How are governments using the robots?
One of the best use cases we’ve got is DEWA, the electricity and water authority. They started with five Pepper robots and initially they took a third-party developer. They put it in the branches and they were getting feedback.
They also had to think what more could Pepper be doing. It got to a point now where they looked at it and said ‘can we start developing in-house, because you’ve got such a long laundry list of things that we think the robot could be doing here’. They said ‘it’s more efficient if we do it in-house because we understand what needs to be done.’
So we actually had them trained. We had the programmers from France come in, we held training sessions for DEWA. They’re now fully self-sufficient and they can do all the development work in-house.
They do all of their systems, they work with all their partners and they are buying more robots as well. Their focus is they are investing in customer happiness centres or branches and they don’t want any humans in them.

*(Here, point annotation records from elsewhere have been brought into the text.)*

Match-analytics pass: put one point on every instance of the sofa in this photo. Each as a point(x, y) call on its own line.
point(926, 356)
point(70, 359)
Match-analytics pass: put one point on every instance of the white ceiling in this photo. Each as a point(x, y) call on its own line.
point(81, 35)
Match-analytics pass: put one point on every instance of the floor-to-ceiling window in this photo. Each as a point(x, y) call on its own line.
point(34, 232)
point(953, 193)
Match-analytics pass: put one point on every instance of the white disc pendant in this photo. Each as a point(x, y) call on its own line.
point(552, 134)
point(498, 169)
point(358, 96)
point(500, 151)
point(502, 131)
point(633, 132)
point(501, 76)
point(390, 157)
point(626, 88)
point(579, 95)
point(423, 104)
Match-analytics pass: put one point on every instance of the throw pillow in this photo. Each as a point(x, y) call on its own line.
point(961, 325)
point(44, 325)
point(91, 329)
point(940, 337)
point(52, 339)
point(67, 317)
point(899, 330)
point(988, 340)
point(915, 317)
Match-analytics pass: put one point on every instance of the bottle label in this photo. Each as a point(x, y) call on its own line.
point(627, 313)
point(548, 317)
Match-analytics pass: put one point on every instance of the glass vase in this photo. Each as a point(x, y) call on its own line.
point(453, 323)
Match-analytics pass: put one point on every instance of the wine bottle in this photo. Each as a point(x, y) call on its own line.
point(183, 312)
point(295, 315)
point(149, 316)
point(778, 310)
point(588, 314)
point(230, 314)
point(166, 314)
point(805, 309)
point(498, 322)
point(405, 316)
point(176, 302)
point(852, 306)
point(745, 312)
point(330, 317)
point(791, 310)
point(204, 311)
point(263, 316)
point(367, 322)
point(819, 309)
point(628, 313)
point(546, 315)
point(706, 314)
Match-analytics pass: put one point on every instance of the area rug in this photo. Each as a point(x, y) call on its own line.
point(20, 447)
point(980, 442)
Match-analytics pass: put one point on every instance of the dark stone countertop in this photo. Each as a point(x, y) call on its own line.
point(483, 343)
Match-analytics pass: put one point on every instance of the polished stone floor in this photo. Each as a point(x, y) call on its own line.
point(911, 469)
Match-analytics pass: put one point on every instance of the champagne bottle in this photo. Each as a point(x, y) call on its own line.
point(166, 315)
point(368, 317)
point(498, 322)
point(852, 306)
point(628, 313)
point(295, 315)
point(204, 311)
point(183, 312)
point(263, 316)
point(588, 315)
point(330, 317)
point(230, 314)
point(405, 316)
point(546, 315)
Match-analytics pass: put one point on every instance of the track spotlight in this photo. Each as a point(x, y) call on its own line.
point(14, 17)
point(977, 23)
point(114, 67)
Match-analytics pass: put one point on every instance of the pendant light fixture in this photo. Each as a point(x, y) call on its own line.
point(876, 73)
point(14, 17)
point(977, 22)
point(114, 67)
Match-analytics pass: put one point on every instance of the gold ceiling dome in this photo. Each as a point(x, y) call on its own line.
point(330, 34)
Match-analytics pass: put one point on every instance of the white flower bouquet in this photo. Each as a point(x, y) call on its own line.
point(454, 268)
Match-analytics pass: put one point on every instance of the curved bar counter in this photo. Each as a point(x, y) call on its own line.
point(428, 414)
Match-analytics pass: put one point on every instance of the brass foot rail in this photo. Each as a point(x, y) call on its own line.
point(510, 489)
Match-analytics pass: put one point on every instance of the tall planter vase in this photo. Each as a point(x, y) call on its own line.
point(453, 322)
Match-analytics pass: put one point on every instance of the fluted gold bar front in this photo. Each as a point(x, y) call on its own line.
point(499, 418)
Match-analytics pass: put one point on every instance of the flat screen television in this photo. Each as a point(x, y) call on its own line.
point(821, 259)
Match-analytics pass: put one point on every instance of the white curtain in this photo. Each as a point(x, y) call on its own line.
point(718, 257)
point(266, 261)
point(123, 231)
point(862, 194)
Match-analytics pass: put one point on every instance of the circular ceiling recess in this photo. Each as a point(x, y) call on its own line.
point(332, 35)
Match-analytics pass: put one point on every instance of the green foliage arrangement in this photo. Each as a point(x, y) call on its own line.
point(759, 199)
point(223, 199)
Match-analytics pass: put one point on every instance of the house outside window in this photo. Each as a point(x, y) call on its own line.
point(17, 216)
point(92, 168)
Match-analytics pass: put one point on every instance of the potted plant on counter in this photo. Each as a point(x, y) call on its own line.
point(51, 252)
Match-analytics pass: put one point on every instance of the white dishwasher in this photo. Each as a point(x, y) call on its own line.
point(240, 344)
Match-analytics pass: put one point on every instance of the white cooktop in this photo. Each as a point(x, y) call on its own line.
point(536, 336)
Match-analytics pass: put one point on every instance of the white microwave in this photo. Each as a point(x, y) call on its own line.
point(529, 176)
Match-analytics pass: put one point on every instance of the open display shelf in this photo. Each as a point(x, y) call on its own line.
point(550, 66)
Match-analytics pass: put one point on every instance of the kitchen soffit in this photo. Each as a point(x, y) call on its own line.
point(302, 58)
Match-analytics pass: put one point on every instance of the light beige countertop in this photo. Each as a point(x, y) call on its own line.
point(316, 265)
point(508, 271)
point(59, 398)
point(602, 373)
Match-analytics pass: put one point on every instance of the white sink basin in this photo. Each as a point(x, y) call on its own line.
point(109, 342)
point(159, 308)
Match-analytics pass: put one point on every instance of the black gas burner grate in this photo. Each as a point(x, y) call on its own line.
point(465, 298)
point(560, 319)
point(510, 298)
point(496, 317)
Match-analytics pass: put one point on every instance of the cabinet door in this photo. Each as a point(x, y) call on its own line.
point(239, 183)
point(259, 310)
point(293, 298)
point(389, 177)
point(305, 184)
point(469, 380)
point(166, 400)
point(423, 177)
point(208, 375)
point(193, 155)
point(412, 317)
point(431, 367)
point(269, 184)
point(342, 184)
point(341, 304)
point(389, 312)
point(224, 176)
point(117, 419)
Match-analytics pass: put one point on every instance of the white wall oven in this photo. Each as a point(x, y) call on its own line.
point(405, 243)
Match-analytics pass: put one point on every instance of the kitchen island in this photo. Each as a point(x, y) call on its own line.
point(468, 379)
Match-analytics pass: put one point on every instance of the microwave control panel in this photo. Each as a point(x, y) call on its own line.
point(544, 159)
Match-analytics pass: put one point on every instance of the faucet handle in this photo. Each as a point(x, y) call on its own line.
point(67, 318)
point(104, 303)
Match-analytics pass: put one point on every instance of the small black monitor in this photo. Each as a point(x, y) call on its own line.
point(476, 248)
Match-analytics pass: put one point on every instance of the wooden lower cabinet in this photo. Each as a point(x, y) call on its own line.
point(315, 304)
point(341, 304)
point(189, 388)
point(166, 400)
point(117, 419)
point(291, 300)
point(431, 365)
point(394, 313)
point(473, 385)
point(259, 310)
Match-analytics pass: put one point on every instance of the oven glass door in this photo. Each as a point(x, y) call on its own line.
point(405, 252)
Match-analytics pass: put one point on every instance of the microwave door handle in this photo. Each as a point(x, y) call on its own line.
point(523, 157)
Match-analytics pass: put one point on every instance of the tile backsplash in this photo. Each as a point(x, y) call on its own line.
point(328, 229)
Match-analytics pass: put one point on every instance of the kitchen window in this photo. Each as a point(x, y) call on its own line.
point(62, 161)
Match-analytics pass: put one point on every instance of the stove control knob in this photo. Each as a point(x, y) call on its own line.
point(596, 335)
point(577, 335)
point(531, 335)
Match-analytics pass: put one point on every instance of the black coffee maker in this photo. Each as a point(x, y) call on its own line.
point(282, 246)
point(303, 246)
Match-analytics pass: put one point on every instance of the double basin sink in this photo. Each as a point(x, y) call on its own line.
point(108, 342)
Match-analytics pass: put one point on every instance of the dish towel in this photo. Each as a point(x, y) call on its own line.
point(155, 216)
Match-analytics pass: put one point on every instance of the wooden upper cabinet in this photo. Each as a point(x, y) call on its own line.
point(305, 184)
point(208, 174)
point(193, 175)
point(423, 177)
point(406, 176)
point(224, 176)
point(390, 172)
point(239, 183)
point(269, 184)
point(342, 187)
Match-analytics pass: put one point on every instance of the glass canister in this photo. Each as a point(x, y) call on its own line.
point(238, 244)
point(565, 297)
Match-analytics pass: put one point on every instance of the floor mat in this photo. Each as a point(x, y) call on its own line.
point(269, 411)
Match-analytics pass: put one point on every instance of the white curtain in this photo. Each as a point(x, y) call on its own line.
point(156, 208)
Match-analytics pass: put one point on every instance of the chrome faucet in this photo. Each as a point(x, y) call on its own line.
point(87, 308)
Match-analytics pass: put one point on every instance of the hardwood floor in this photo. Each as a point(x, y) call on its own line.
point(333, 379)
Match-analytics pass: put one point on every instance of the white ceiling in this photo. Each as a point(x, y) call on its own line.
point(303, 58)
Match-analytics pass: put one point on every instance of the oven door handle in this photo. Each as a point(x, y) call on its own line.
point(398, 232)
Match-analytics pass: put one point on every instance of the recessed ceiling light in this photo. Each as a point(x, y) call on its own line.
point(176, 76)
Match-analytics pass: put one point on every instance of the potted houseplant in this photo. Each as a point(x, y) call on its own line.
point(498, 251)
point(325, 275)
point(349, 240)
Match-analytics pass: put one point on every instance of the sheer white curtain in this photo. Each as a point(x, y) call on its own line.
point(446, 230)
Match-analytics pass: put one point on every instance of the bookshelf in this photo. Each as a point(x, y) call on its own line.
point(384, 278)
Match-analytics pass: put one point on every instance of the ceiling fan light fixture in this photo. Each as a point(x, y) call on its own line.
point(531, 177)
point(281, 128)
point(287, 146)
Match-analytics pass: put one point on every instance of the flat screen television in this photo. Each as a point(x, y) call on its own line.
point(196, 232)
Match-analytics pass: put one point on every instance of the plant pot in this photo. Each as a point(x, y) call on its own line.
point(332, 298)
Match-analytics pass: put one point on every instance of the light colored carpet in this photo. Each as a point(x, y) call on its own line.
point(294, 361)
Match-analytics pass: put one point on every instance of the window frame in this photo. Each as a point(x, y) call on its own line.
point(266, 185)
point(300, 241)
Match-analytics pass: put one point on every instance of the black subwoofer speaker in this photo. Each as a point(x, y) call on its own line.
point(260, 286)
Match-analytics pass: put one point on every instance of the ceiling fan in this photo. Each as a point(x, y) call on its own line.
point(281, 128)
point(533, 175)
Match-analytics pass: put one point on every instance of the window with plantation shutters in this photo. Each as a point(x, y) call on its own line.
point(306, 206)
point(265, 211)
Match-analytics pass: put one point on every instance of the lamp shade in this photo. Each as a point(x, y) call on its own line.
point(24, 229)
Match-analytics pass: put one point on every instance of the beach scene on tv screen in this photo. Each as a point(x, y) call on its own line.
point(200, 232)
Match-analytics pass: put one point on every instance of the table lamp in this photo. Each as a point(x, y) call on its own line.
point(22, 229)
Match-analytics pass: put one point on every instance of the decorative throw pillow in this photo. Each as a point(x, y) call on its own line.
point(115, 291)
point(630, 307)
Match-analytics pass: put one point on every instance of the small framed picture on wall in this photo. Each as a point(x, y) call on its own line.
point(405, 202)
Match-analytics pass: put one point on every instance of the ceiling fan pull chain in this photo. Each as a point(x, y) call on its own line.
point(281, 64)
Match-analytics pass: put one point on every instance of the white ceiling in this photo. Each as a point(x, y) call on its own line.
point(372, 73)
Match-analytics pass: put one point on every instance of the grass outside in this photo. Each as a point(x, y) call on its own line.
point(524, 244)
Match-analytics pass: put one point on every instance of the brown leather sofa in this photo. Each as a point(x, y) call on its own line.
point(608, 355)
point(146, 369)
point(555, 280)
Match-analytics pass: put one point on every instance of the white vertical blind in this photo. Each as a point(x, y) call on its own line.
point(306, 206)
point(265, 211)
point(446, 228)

So it’s a matter of changing habits because as long as there’s a human there you’re going to go to a branch and say can you do this for me or can I pay you? Or could you disconnect my electricity? What they want to do is use the technology that’s in the stores so eventually you start doing it off your mobile app and you don’t come in anymore. They need to get you in the habit for that.
What form does your training take?
For the various things on the software side, most of these robots work on Python. So it’s programming the Python language so you understand the way the robots work because it’s not only the software processors or the transaction processors that are in there. The robot could speak to you in a monotone voice but if you want it to move a bit and you want some emphasis than you need to program all of that.
You’ve got 150 sensors in the robot. It’s also a question of being able to enable and use the right sensor at the right time.
For example, you have something called a mood mirror. Basically this is a sentiment analysis. So you can be talking to the robot and it could realise whether you are happy or not happy. Because it starts to recognise certain patterns and if you start linking this to a Machine Learning system, or an AI system, this could actually realise if you’re in a bad mood. Then it could crack a joke, just to lighten things up or it could do a little dance or something.
When you take this into the market and, for instance, you’re trying to sell the robot to a bank how do you do that? Do you just explain how the robot can interact with the customers?
The most basic things is it needs to solve a problem. We have to understand what the problem is. What we’re starting to see a lot more with our police enterprise clients is they are going through design thinking workshops in any case and out of these they start identifying a lot of the pain points. This identifies the different things that could be done better.
When someone walks into a bank and they see the robot what sort of reactions are people giving to it?
I think it’s sort of like a cross section that you have in the country where you have people of all levels and all types. Some people love it, some people hate it, you’re going to have that. But I think the one thing is we are in a fairly progressive society, Dubai has been a society of influencers and thought leaders and I think the rest of the region looks at it to see what has been happening.
I think from a bank perspective, when one bank does it the others start looking and saying ‘what could we be doing and how can we get the edge over the other guy?’